The Alpha Comedian

Why humour is not based on status

This is an excerpt from chapter two of the book

Status is probably the second most commonly accepted theory of comedy after surprise. They can coexist, though, because the difference is that theories on surprise are more about how jokes are told. Theories that say comedy is based on status focuses more on what jokes are about.

Status theories are definitely more tenacious than other theories. When I've debated with other people, especially other comedians, about theories on comedy, I've encountered many people who insist that humour must be related to status, and will accept no other alternative. At the same time, though, they are sceptical of my proposal precisely because they acknowledge that ultimately no one knows what humour really is, so obviously some unknown comedian without credentials such as myself couldn't have possibly solved such a big mystery. I find it hard to reconcile their basis of scepticism about any new theory with their confidence in status as an explanation1 .

Playing with people's social status is undeniably useful in creating comedy. One of Keith Johnstone's2 great contributions to improv, comedy, and storytelling in general, was the insight that status isn't something that people have, it's something that people do. It's an insight that is so fundamental that people take it for granted now. However, before being exposed to Johnstone's notion of status as an activity, not a quality, most people might just assume, for example, that a king simply has higher status than a peasant. Their actual status relationship, though, is determined by the actions that they direct toward each other. It's a fantastically useful concept to grasp, because all sorts of comical situations can be created by shifting around behaviours in relation to status. Having the peasant be unimpressed with the king's authority, question it, or make sarcastic comments, or anything else that challenges the assumed status positions is standard comedy fare3 .

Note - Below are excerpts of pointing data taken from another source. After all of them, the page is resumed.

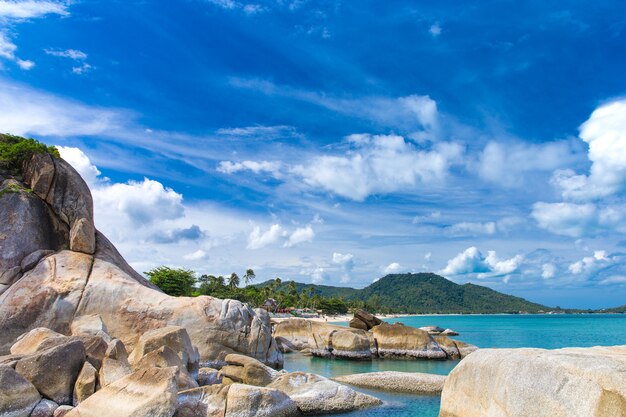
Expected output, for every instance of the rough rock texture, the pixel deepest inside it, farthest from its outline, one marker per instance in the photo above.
(145, 393)
(175, 338)
(35, 340)
(349, 344)
(299, 334)
(209, 401)
(54, 371)
(209, 376)
(247, 370)
(56, 182)
(455, 349)
(85, 384)
(573, 382)
(236, 400)
(315, 394)
(248, 401)
(90, 325)
(44, 408)
(62, 411)
(18, 397)
(113, 370)
(93, 278)
(165, 357)
(408, 382)
(370, 320)
(357, 323)
(399, 341)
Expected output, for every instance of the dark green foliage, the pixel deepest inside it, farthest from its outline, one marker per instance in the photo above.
(14, 150)
(420, 293)
(176, 282)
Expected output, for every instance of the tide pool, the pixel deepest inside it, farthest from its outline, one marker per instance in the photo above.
(489, 331)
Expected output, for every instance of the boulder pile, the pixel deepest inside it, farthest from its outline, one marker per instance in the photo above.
(49, 374)
(381, 340)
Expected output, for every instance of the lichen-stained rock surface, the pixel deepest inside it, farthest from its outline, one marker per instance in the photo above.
(409, 382)
(399, 341)
(572, 382)
(145, 393)
(315, 394)
(18, 396)
(86, 276)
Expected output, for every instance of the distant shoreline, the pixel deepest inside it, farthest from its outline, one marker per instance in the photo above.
(347, 318)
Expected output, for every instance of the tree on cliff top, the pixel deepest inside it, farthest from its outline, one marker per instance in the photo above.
(14, 150)
(177, 282)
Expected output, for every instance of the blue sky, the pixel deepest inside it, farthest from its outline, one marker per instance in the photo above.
(334, 142)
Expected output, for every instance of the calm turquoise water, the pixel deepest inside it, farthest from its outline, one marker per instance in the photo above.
(541, 331)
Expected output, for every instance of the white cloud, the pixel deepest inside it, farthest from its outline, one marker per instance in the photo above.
(346, 262)
(576, 220)
(228, 167)
(31, 9)
(258, 239)
(393, 268)
(25, 64)
(471, 261)
(605, 133)
(366, 169)
(300, 235)
(508, 164)
(73, 54)
(196, 256)
(426, 218)
(435, 30)
(413, 114)
(589, 263)
(488, 228)
(548, 271)
(25, 111)
(81, 69)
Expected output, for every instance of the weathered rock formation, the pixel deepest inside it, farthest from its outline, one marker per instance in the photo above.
(58, 272)
(383, 341)
(572, 382)
(408, 382)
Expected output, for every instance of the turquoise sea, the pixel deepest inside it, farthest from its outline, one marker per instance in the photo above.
(499, 331)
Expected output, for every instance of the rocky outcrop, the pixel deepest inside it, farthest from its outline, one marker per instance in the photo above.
(247, 370)
(18, 397)
(315, 394)
(573, 382)
(145, 393)
(399, 341)
(235, 400)
(407, 382)
(54, 371)
(58, 272)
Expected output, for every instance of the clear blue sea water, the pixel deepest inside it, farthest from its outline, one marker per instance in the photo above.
(500, 331)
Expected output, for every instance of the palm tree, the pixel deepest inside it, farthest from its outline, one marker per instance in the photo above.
(249, 277)
(233, 281)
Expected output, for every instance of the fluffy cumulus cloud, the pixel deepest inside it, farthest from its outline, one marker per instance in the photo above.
(300, 235)
(605, 133)
(366, 169)
(345, 261)
(228, 167)
(508, 164)
(393, 268)
(472, 261)
(259, 239)
(578, 220)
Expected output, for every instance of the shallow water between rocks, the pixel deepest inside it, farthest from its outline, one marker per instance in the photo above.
(484, 331)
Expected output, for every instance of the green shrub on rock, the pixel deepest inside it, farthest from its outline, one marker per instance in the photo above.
(14, 150)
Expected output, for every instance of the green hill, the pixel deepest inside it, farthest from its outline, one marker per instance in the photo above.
(423, 293)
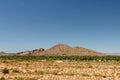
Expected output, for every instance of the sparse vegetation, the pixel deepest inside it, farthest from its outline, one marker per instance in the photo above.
(5, 71)
(59, 68)
(2, 78)
(76, 58)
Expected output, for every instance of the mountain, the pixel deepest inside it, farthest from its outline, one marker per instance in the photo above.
(61, 49)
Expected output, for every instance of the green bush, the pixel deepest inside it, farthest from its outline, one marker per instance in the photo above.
(5, 71)
(2, 78)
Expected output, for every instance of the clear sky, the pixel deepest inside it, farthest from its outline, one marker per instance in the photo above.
(30, 24)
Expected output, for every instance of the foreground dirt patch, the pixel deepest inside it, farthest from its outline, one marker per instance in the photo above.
(60, 70)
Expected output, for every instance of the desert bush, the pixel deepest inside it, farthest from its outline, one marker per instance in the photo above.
(2, 78)
(15, 71)
(5, 71)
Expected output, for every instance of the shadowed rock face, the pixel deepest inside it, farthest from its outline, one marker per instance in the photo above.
(31, 53)
(3, 53)
(61, 49)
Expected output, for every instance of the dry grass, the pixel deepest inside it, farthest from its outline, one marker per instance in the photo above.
(60, 70)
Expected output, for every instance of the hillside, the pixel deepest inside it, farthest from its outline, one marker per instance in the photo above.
(61, 49)
(3, 53)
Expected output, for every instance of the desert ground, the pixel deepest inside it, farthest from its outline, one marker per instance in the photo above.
(59, 70)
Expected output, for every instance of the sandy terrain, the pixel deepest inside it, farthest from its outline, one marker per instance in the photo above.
(60, 70)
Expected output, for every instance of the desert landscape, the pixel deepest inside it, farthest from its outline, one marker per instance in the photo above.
(60, 62)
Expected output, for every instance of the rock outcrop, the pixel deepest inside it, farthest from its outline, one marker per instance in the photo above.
(61, 49)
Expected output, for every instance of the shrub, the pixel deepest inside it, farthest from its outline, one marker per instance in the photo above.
(2, 78)
(5, 71)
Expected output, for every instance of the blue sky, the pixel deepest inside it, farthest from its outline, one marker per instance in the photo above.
(30, 24)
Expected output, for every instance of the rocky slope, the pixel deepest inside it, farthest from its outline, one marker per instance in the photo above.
(61, 49)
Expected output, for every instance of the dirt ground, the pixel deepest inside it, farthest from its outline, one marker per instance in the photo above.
(59, 70)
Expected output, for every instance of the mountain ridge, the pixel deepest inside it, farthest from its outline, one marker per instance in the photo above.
(61, 49)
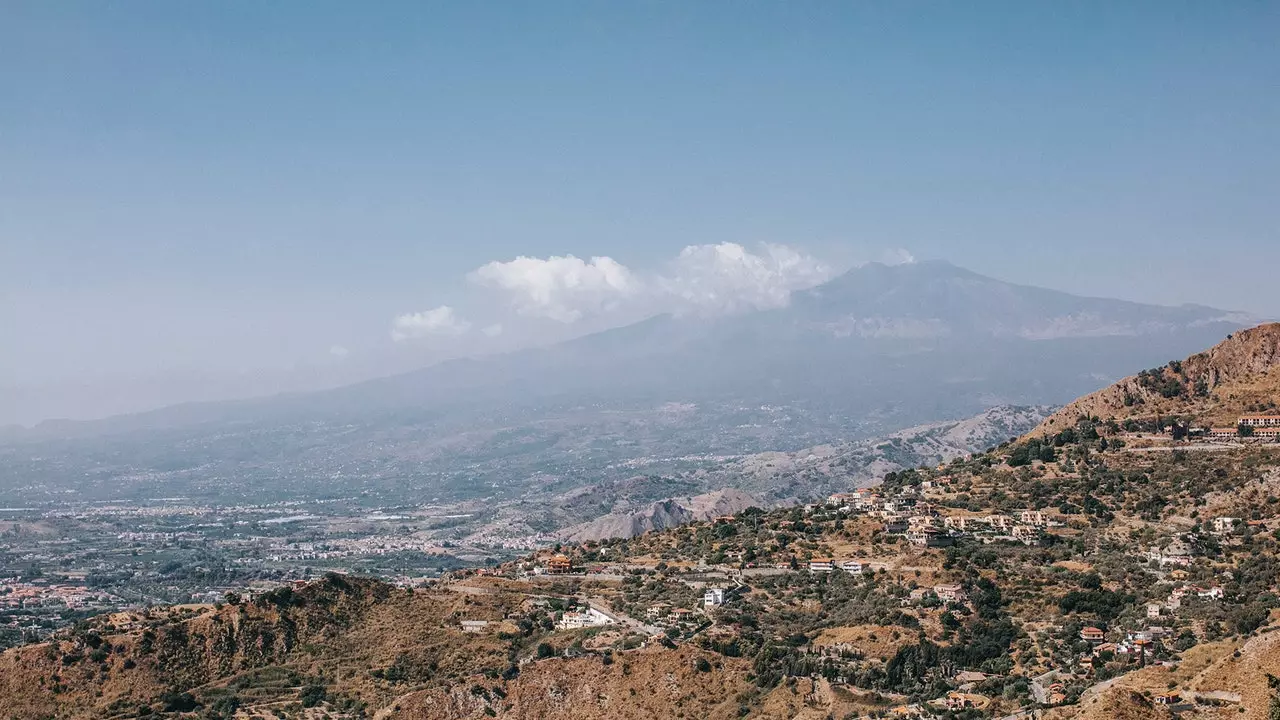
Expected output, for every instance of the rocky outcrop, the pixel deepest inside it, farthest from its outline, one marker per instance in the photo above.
(1214, 384)
(662, 514)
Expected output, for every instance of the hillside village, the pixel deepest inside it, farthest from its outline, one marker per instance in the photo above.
(1102, 566)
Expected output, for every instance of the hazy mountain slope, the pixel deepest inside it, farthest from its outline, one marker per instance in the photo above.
(1234, 377)
(662, 514)
(872, 326)
(862, 356)
(817, 472)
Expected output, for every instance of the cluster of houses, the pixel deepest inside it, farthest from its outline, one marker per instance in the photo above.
(1260, 427)
(1137, 645)
(919, 522)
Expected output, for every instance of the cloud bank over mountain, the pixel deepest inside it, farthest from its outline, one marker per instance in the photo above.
(702, 279)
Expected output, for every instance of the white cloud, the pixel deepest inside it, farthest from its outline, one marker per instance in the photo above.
(897, 256)
(437, 322)
(728, 278)
(562, 288)
(704, 279)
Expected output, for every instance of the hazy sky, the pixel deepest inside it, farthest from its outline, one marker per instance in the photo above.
(206, 200)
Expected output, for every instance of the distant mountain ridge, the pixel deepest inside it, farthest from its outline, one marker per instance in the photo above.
(662, 515)
(886, 320)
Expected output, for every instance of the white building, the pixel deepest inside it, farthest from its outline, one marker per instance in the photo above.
(589, 618)
(1225, 525)
(821, 565)
(851, 566)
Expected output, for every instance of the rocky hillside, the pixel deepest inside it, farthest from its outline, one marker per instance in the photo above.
(663, 514)
(817, 472)
(1238, 376)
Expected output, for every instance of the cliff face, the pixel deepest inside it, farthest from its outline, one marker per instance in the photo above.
(663, 514)
(1234, 377)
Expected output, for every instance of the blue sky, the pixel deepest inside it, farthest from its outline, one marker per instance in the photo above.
(220, 195)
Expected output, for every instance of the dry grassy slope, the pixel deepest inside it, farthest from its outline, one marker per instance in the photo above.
(341, 628)
(1240, 370)
(649, 683)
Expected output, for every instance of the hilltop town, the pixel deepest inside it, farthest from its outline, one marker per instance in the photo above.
(1110, 565)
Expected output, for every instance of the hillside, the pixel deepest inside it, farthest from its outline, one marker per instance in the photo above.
(1080, 578)
(1235, 377)
(662, 515)
(873, 351)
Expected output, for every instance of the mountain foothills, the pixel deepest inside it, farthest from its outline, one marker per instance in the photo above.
(1120, 561)
(862, 356)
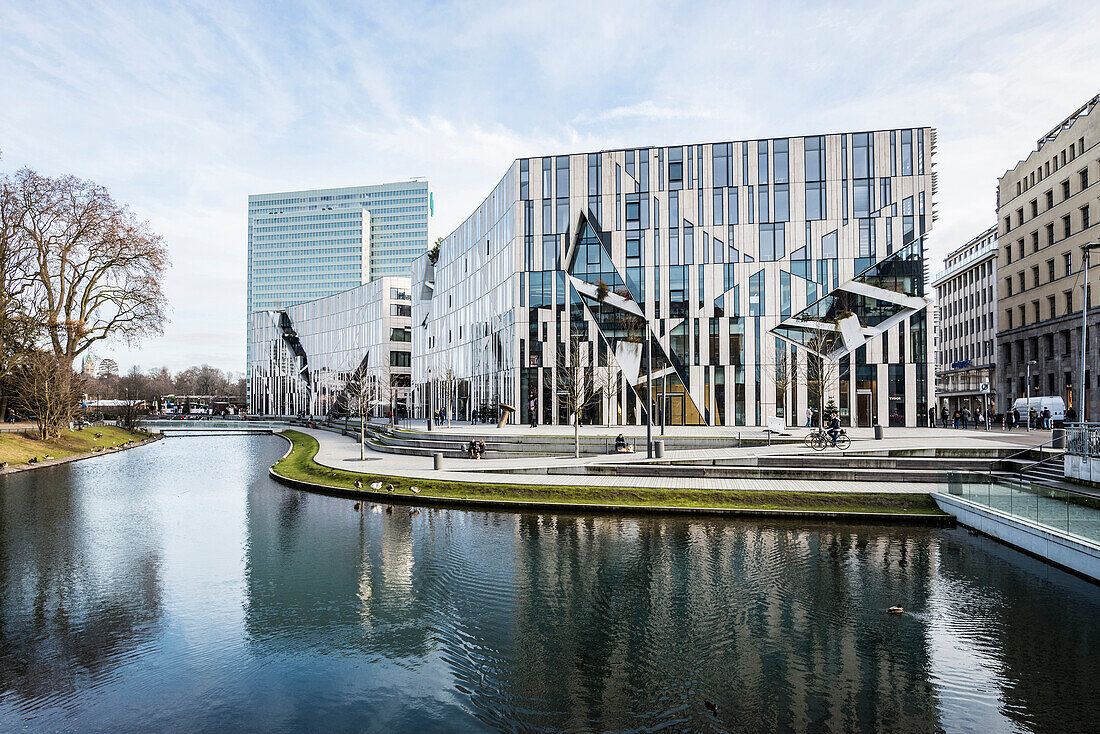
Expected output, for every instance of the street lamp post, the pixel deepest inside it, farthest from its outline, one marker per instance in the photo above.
(1027, 393)
(649, 394)
(1085, 328)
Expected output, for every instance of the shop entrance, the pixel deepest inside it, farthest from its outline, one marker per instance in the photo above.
(865, 408)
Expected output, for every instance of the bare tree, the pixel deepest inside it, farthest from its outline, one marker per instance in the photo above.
(97, 267)
(576, 383)
(821, 369)
(134, 384)
(784, 374)
(18, 326)
(46, 387)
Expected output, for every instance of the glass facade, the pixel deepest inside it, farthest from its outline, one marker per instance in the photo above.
(309, 244)
(333, 355)
(706, 287)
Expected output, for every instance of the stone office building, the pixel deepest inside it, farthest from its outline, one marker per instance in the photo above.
(729, 280)
(1046, 211)
(966, 338)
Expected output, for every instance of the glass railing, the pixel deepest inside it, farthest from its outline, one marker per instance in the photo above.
(1068, 512)
(1084, 440)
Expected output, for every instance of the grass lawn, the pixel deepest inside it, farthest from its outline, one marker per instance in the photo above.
(19, 448)
(299, 464)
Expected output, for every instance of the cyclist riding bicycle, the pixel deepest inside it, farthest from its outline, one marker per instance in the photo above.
(834, 428)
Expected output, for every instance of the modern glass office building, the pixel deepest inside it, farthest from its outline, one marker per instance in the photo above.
(310, 244)
(739, 282)
(339, 354)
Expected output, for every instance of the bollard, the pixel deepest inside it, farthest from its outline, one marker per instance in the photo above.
(1059, 438)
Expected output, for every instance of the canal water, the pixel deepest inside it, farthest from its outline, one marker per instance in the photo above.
(176, 588)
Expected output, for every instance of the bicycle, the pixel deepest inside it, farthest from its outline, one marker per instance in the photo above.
(813, 435)
(823, 440)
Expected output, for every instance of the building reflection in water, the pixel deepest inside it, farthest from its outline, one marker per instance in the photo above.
(597, 622)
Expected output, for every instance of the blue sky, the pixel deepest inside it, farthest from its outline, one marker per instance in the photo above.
(184, 109)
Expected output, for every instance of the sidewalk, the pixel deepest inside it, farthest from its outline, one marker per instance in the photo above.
(1018, 437)
(343, 452)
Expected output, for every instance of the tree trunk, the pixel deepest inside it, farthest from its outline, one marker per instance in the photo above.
(576, 436)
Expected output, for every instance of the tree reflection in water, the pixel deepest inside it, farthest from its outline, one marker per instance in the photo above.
(138, 595)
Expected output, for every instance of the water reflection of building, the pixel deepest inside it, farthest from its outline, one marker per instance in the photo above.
(315, 566)
(567, 622)
(770, 621)
(1027, 628)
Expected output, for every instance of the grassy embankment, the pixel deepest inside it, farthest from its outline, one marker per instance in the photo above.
(20, 448)
(299, 466)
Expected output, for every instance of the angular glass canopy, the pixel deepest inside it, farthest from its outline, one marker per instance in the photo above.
(873, 300)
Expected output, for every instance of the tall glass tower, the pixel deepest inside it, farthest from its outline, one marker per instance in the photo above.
(309, 244)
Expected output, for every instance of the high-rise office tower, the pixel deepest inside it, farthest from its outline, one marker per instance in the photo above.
(309, 244)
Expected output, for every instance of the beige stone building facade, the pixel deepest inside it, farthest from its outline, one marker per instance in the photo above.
(1047, 207)
(966, 331)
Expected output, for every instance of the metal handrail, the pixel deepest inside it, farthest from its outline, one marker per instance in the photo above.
(1020, 474)
(993, 463)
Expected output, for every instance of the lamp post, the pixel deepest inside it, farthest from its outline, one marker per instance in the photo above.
(1085, 327)
(649, 394)
(1027, 393)
(428, 400)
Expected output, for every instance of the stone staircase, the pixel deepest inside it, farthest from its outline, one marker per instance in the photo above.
(497, 446)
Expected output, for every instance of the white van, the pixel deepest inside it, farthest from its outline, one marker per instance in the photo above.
(1055, 404)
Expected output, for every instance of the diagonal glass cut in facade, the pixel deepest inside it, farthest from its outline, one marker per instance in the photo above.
(723, 253)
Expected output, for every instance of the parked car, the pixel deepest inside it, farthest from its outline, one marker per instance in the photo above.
(1055, 403)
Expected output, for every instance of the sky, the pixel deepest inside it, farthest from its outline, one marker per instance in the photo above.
(184, 109)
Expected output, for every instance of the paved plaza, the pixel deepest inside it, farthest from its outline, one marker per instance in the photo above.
(343, 452)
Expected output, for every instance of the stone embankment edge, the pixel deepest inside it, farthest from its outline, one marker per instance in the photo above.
(78, 457)
(526, 505)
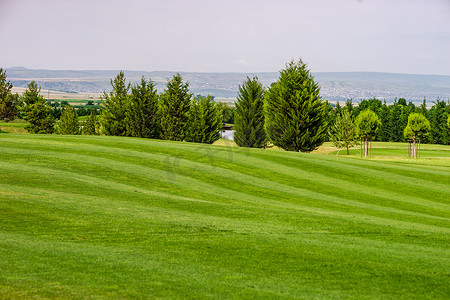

If a lot of comedy is about status, does that mean all comedy is status? Humans, like many social animals, are very sensitive to slight variations in social standing, and it is the focus of a lot of our thinking and behaviour. Status affects who we might be romantically or sexually attracted to and how we pursue those relationships, who we accept criticisms and advice from and how we take it, where we want to work and how we feel about our jobs and coworkers, and on and on. How much status is present in humour isn't really evidence of humour's connection to status, because status has an influence on pretty much every social interaction we have.

It could be argued that every item of clothing we have chosen to wear is impacted by our pursuit of status, but did clothing originate as a human display of status, or merely as a way of protecting us from the elements? Probably both. Sometimes you wear a jacket to look cool, sometimes you wear a jacket to not die of hypothermia. Most often it's somewhere in between. Most jackets are probably worn to look at least passable by current fashion trends while keeping you slightly warmer in cold weather. Which came first, jewelry for status or animal skins for warmth? Is jewelry a separate category from clothing? I have no idea, I just know that adornments for status and clothing for utility have separate origins. The point is that just because status concerns have merged into clothes to the point where it practically dominates all our clothing purchases doesn't mean status is clothing. If we stopped caring about status, we would still wear clothes for a variety of reasons4 , so it would be incorrect to develop a theory of clothes based entirely on status. Similarly, in the case of humour, we have to ask, if we stopped caring about status, would we still tell jokes?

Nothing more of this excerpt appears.